More trouble shooting
Pt in escalation phase of IT, goes away for a month. Had been doing well with local reactions only.
Escalation is the danger phase with higher risk of anaphylaxis. Local reactions are safe, but are abyield sign. Also, pt would go to 1 step before the last tolerated dose, even consider go back a tx level.
If it has been 3 months, start at tx level over with a vial test.
If had been in maintenance, ....depends how long, but don't need to be as cautious. Maybe step back 1 escalation step.
If happening alot, need to emphasize need for 6 months of reliable compliance during the escalation phase, maybe switch to SLIT.
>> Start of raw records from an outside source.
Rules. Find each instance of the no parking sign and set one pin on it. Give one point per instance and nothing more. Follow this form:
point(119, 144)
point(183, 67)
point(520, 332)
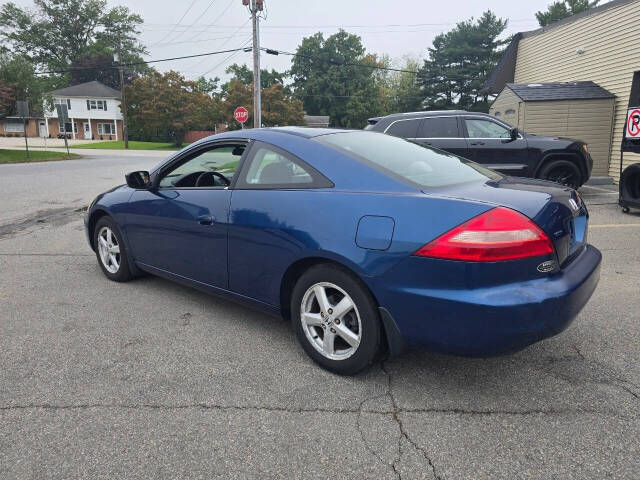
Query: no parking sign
point(632, 129)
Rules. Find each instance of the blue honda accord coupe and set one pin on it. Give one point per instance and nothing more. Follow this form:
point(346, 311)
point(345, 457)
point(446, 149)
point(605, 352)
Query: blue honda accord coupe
point(367, 243)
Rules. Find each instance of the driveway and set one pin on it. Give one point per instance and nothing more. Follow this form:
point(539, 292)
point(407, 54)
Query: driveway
point(153, 380)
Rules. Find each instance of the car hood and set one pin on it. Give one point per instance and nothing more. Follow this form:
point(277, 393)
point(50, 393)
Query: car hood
point(551, 206)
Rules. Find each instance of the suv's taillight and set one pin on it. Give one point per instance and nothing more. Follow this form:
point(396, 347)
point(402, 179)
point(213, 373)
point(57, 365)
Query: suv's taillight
point(499, 234)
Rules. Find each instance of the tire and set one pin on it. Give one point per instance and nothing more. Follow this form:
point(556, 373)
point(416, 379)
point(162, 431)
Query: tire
point(353, 335)
point(563, 172)
point(111, 251)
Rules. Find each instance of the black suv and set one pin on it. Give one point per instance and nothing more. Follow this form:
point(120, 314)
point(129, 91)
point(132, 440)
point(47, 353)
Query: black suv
point(487, 140)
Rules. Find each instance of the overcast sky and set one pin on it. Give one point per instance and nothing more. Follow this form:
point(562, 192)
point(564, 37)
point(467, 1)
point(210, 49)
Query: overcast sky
point(397, 28)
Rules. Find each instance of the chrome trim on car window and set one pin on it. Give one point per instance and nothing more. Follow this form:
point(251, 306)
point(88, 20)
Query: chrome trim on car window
point(421, 118)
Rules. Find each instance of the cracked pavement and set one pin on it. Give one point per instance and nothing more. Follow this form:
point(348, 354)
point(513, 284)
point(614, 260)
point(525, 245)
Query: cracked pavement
point(150, 379)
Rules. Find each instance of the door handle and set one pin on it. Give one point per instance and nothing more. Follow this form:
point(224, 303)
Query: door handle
point(206, 220)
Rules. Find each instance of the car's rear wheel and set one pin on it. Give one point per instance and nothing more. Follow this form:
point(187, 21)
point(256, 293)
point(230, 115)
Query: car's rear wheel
point(563, 172)
point(336, 319)
point(111, 251)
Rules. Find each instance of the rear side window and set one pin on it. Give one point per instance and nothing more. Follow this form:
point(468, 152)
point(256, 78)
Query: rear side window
point(271, 167)
point(404, 128)
point(478, 128)
point(439, 127)
point(407, 161)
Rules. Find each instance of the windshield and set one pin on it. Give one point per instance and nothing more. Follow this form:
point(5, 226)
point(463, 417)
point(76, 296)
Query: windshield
point(408, 161)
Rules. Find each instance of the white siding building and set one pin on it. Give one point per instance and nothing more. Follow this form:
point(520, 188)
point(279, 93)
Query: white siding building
point(93, 109)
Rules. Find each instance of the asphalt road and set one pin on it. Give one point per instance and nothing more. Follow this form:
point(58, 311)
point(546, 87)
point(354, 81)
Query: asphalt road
point(152, 380)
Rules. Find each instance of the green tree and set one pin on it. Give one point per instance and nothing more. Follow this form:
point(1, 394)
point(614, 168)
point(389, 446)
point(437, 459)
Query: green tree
point(244, 74)
point(58, 33)
point(208, 85)
point(7, 98)
point(18, 73)
point(401, 90)
point(329, 79)
point(165, 106)
point(460, 61)
point(279, 108)
point(563, 9)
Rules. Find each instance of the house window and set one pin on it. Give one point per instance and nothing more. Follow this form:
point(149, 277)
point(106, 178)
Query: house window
point(67, 126)
point(63, 101)
point(97, 105)
point(106, 129)
point(14, 126)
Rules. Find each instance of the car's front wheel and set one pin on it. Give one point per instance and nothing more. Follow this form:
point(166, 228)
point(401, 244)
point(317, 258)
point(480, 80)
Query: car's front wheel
point(111, 251)
point(336, 319)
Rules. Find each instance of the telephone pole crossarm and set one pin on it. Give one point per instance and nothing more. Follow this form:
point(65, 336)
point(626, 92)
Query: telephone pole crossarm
point(256, 7)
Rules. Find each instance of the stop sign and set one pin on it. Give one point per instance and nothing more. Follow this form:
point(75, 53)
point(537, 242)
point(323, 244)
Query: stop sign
point(241, 114)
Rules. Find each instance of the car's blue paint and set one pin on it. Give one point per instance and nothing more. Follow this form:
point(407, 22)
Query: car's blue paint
point(164, 230)
point(481, 320)
point(459, 307)
point(375, 232)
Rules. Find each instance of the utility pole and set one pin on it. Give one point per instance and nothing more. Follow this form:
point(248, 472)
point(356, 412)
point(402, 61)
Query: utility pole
point(123, 103)
point(256, 7)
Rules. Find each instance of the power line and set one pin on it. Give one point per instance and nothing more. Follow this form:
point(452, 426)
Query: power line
point(195, 41)
point(408, 25)
point(182, 32)
point(174, 27)
point(195, 65)
point(225, 60)
point(216, 20)
point(143, 62)
point(272, 51)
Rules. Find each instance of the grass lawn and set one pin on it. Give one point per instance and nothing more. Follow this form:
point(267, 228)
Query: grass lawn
point(19, 156)
point(133, 145)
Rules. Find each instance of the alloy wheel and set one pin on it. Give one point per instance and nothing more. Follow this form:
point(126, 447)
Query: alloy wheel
point(109, 250)
point(331, 321)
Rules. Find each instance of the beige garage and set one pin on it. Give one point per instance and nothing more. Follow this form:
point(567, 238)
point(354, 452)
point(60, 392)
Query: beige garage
point(580, 110)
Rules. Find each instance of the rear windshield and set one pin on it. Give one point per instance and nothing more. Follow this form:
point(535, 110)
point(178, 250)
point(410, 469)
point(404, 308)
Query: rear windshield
point(408, 161)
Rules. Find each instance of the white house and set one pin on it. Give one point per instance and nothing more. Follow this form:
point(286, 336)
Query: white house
point(93, 109)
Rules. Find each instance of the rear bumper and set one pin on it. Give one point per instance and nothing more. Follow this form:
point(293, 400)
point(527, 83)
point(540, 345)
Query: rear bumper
point(498, 319)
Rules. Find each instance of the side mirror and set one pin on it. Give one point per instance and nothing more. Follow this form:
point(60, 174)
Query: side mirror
point(138, 180)
point(513, 135)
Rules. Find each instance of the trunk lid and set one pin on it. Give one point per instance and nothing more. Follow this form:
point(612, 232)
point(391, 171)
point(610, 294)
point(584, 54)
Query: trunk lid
point(557, 210)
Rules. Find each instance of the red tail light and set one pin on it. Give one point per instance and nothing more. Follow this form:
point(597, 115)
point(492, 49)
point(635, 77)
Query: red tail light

What do you do with a significant late phate reaction- if no concerning sx, just take some NsAIDS, antihistamines, cold compress. Consider slowing escalation or splitting vials.

What do you do with tongue tingling after SLIT. Reactions tend to be dose related and are expected, tend to go away with therapy, can slow escalation.
If pt has swelling, may have pt come into clinic fur us to see swelling. If GI sx, can spit instead of swallow.
Give first dose in the office....shows how to do it, can discuss any local reactions.